You should not have much difficulty with pilot jets and idle settings, or getting the main jets right. The main difficulty is usually with the needles and needle jets. A Mk2 Amal is very similasr to a VM MIkuni of the same size, and the Mikuni needle jets and needles will fit the Amal carb. If you start with the 0.106 needle jets, you should be able to induce a miss by lowering the needles, then raise them until the miss disappears. If you are slightly too rich on the needles, the motor will be sluggish, but the bike will still perform OK. To get best performance, try using slower taper needles If you put Mikuni and Amal needles side by side, you can see where the taper begins. The needles in almost all carbs are the same diameter at the parallel part. The differences are in the rate of taper. Where the taper begins depends on the size of the carb.
If your motor always performs better in cold weather, you can probably use slower taper needles, and it will be better at other times.
The rate of taper depends on how the bike is to be used and the size of the inlet ports. A MX bike will use quicker taper needles than a road race bike, because you use the throttle in a different way.

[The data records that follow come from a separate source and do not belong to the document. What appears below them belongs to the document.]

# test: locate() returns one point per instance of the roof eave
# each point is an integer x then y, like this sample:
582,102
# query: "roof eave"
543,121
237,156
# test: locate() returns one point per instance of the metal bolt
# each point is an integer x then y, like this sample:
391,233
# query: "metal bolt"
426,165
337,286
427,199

It is a choice between two things. If you open the throttle fast with quick taper needles, the response is a mixture which richens quicker but you have more air. If you open it slow with slow taper needles the mixture stays leaner, but you have to feed the throttle on. The latter situation gives better performance.

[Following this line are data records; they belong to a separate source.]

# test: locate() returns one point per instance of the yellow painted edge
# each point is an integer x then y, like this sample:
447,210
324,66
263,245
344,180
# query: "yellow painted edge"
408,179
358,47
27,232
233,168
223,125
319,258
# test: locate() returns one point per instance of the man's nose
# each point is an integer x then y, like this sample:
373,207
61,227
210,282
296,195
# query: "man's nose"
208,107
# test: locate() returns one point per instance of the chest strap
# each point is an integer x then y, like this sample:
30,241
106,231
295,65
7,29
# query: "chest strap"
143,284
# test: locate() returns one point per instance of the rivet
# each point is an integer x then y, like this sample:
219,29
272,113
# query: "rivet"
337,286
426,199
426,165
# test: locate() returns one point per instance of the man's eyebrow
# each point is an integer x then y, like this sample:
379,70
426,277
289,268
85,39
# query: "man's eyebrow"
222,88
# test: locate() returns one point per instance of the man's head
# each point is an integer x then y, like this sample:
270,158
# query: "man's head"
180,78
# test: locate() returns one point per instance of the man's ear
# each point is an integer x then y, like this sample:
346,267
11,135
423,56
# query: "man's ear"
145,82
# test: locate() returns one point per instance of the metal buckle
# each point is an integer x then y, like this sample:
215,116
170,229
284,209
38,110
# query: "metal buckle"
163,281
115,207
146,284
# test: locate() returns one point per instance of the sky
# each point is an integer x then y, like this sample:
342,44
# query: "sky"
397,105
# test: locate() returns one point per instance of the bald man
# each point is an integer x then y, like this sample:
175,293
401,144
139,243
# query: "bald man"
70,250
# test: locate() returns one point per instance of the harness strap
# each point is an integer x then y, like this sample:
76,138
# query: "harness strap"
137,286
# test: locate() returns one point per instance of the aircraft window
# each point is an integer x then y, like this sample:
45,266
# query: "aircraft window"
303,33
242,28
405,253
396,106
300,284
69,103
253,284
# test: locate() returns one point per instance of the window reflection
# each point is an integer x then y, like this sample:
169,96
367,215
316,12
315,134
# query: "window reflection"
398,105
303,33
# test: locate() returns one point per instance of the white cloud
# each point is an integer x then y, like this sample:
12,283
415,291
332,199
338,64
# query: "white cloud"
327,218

Mikuni needles and needle jets give better performance in Mk2 Amals. But if I was in your shoes, I would buy a few 0.106 Amal Needle jets and drill them using a combination of metric and number drills, to get the intermediate sizes in between 0.106 and 0.107 inch. When I do it, I use a hand drill and only take one slow cut to increase the jet size. You need to convert between metric and inch.
Normal carbs are at their limit with petrol. Fuel injection and a programmable ignition system would probably be much better.
When you jet for petrol, it is twice as critical as when you jet for methanol. With my carbs using methanol, the difference in needle jet size between fast and slow is half a thou of an inch. For you using petrol, it will be half that.
When you raise and lower the needles, you change the internal diameter of the jet in steps of one-fifth of any increase you have made by drilling. The correct position of the needles is one notch away from the miss, when you ride the bike. When you get it right, it makes a big difference. Normally when you ride a bike, you do not suspect when it can be faster, until it becomes faster. It is the same with raising and lowering the overall gearing. You do not know what will happen until you try it. A torque increase only becomes evident when you raise the gearing.
The Commando engine is strange - the motor always tends to spin up at the same rate regardless of the gearing. Lowering the gearing does not usually give better acceleration, as it does with most other bikes.